Introduction : Chers frères et sœurs, dans cette invitation, je viens de dire « l’Amour de Dieu le Père et la communion de l’Esprit Saint, et sur la grâce de Jésus ». Et tout ça, ça nous enveloppe car nous avons du prix aux yeux de Dieu. Le tout, c’est de s’ouvrir à cet amour. Et on s’ouvre de cet amour à Dieu par l’amour de nos frères.
Et nous avons la joie d’accueillir le mouvement, les personnes de Foi et Lumière accompagnées par René dont le thème est « Préparation de Lourdes » pour les 50 ans de Foi et Lumière. Magnifique. Nous accueillons aussi des cheftaines qui viennent pour une semaine de camp de formation. Nous avons eu la semaine dernière la joie d’accueillir un autre CEP. Vous êtes ici chez vous. Merci.
Merci aussi à chacun. C’est le Seigneur qui nous rassemble dans l’amour de son nom et la communion les uns avec les autres. Entrons dans cette Eucharistie en nous reconnaissant pécheurs, pauvres de cet amour et que l’Esprit Saint vienne vivifier en nous cet amour en nous reconnaissant pauvres et pécheurs.

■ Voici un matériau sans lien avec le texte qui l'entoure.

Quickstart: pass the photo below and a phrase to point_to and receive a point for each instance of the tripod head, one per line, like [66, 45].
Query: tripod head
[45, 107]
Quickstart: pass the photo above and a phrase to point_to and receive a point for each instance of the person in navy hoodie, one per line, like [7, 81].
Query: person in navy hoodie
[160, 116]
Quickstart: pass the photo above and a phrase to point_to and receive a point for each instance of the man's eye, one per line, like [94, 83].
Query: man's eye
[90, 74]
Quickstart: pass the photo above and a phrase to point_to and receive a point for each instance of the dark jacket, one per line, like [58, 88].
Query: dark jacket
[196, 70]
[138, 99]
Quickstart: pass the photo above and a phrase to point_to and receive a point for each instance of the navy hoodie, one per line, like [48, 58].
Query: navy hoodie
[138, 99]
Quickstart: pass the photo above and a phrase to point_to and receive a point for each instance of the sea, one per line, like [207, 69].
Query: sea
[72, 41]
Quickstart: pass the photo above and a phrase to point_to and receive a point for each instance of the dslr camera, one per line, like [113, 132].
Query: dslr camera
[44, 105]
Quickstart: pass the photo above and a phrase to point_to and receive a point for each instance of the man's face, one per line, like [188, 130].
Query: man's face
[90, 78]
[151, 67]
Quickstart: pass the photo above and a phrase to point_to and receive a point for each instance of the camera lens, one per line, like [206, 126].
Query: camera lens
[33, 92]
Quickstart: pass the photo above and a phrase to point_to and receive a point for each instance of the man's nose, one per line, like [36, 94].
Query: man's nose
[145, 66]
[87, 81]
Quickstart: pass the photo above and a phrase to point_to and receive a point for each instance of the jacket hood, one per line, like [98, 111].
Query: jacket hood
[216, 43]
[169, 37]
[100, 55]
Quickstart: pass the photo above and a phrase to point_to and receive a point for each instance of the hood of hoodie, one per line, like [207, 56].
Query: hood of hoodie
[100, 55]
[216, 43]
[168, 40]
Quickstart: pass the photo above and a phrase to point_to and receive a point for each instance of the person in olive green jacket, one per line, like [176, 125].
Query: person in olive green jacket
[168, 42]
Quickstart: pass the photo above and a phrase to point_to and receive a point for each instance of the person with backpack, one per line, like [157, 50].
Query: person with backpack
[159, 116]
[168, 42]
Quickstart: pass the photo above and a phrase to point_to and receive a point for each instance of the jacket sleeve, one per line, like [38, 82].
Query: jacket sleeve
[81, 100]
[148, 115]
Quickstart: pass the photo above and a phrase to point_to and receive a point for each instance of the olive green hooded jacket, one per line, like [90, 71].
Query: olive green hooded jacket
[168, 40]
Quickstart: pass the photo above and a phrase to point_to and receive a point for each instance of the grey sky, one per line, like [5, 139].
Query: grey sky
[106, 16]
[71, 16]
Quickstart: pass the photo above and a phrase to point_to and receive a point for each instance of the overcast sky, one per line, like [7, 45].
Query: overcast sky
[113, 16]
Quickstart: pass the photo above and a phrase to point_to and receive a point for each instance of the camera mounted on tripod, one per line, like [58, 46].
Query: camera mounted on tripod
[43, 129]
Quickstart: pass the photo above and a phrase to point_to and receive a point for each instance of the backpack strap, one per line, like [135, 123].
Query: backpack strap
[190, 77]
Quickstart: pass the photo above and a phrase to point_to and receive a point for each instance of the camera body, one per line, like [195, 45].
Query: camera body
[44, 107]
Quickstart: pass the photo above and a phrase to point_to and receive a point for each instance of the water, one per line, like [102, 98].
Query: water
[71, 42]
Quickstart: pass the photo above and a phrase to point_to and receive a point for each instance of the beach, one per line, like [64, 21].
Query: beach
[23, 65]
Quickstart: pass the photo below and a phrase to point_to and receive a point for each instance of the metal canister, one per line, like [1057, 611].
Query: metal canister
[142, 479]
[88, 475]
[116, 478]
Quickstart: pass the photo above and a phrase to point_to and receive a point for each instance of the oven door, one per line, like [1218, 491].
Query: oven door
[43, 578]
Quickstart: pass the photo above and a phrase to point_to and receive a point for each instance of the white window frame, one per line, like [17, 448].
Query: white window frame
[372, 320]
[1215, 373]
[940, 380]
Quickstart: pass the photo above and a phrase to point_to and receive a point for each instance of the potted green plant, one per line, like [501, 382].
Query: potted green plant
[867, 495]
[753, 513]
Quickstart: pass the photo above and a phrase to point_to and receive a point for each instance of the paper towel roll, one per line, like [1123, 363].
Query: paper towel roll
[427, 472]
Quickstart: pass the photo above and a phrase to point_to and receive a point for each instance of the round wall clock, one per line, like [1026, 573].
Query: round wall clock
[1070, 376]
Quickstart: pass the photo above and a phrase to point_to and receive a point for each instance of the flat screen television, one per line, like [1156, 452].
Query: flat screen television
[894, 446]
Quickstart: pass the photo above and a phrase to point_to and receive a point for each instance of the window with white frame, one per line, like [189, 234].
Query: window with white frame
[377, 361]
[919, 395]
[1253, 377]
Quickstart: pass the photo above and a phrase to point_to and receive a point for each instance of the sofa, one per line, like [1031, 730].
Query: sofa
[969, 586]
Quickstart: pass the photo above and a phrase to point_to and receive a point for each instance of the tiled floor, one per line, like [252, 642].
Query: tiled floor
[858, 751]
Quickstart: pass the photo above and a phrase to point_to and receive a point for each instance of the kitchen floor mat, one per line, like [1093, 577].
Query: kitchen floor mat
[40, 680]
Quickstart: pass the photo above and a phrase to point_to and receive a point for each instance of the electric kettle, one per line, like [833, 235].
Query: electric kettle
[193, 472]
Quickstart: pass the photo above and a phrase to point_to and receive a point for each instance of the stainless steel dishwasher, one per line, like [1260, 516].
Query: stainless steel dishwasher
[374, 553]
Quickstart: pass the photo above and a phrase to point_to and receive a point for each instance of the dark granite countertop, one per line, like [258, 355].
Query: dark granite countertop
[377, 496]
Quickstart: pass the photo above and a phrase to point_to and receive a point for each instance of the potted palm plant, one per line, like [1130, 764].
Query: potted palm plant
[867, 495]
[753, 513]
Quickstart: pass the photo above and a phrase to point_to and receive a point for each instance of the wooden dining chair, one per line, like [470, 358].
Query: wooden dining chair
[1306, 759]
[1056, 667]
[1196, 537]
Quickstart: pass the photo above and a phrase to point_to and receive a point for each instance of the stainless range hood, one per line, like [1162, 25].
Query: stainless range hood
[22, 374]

Homélie : Chers frères et sœurs, vous avez entendu comme moi la finale de l’évangile : « Personne n’osait plus interroger Jésus ». Alors je ne sais pas ce que ça vous fait cette remarque. Lorsqu’on entend cela et qu’on a affaire à un intervenant, on peut penser deux choses : soit l’intervenant est trop impressionnant et on a peur de dire des bêtises, alors on se tait ; soit aussi parce qu’il a apporté la réponse aux questions que l’on peut se poser. Ça a l’air d’être tout à fait ça par rapport aux scribes : quelqu’un d’intelligent et qui connaît son affaire. Mais je pense personnellement qu’il y a quand même en Jésus cette grande qualité d’ouvrir le cœur, et lorsque le cœur a des réponses, il est en paix, de donner l’intelligence du cœur, l’intelligence non seulement des Écritures, mais aussi de ce pour quoi on est fait, de notre devoir d’aimer Dieu et le prochain.
La solennité de tous les Saints, que nous allons fêter demain, et la commémoration des défunts, après-demain, si proches, réveillent en nous un sentiment profond, celui de l’émotion au souvenir dont l’amour nous lie les uns aux autres dans une grande et même famille, celle des enfants de Dieu, enfants de Dieu voulus de Dieu qui est Père. Dans le prolongement de la mémoire de ces êtres chers, aujourd’hui, il est heureux que le Seigneur, dans sa Parole, nous recentre sur l’amour profond du Cœur de Dieu car Dieu a un cœur de Père, et j’oserais dire, de Mère.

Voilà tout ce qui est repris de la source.